How Claude Code works: the agentic loop, tools, and context window — Claude Code Certified Professional (Free Preview) — Claude Cert Academy

Most failures trace back to one misunderstanding — Claude Code is an autonomous loop that reads files and runs commands, not a chat interface.

Developers blame 'Claude' for unexpected file reads or commands when those are actually intended loop behavior they didn't predict. Understanding the loop is the first step to trusting — and controlling — what Claude Code does.

How it works

Each loop iteration is one API call. Claude receives the conversation history (including all previous tool results), reasons about what to do next, and either calls a tool or stops. Tool results — file contents, command output, search results — are appended to the context window and passed back to Claude, which is why reading the wrong file can cascade into wrong assumptions across the rest of the session.

# Example: Claude working on 'add rate limiting to the API'
# Turn 1 — Claude calls Read on the main router file
# tool: Read  file: src/routes/index.ts
# → returns 140 lines of route definitions

# Turn 2 — Claude calls Read on the middleware directory
# tool: Read  file: src/middleware/auth.ts
# → returns existing auth middleware pattern

# Turn 3 — Claude calls Edit to insert rate limiting middleware
# tool: Edit  file: src/middleware/rateLimit.ts  (new file)
# → creates middleware matching the existing pattern

# Turn 4 — Claude calls Edit to wire it into routes
# tool: Edit  file: src/routes/index.ts
# → inserts import and app.use() call

# Turn 5 — stop_reason: end_turn
# Claude returns a summary of the changes made

Claude does NOT read your whole codebase automatically — it uses Read on specific files it chooses to open. If Claude reads the wrong file, its assumptions for every subsequent step will be wrong. Mention filenames explicitly in your prompt: 'in src/routes/index.ts, add...' directs Claude to the right starting point.
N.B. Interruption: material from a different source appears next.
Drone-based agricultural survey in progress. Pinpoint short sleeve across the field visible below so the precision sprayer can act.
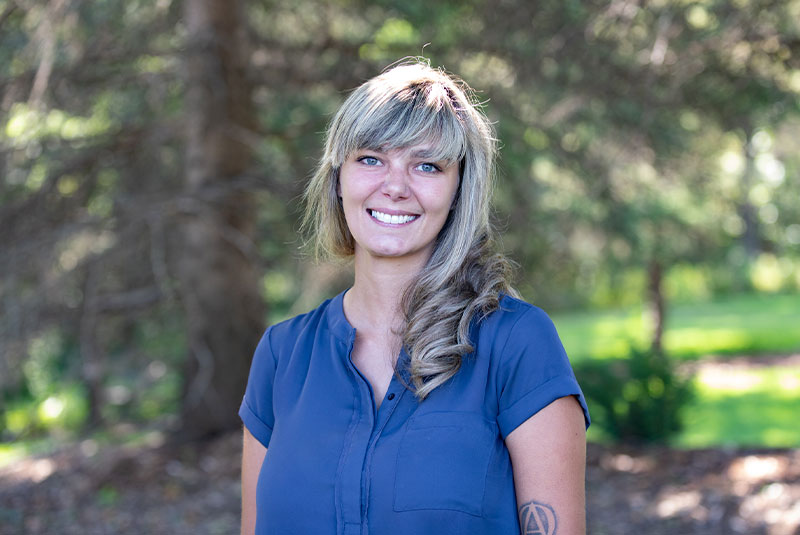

Given a tool call sequence and stop_reason value, predict what happens next. stop_reason: tool_use means the loop continues — Claude expects tool results back. stop_reason: end_turn means the session is complete. stop_reason: max_tokens with a partial tool_use block in the response means you must continue the conversation — do NOT retry from scratch, or the partial work is lost and costs double.

Open Claude Code, give it a concrete task like 'add a console.log to the fetchUser function in src/api/users.ts and run the test suite', then watch each tool call in the transcript. Trace the loop: which files did it read first, what did it edit, what did it run? Compare what you expected to what actually happened.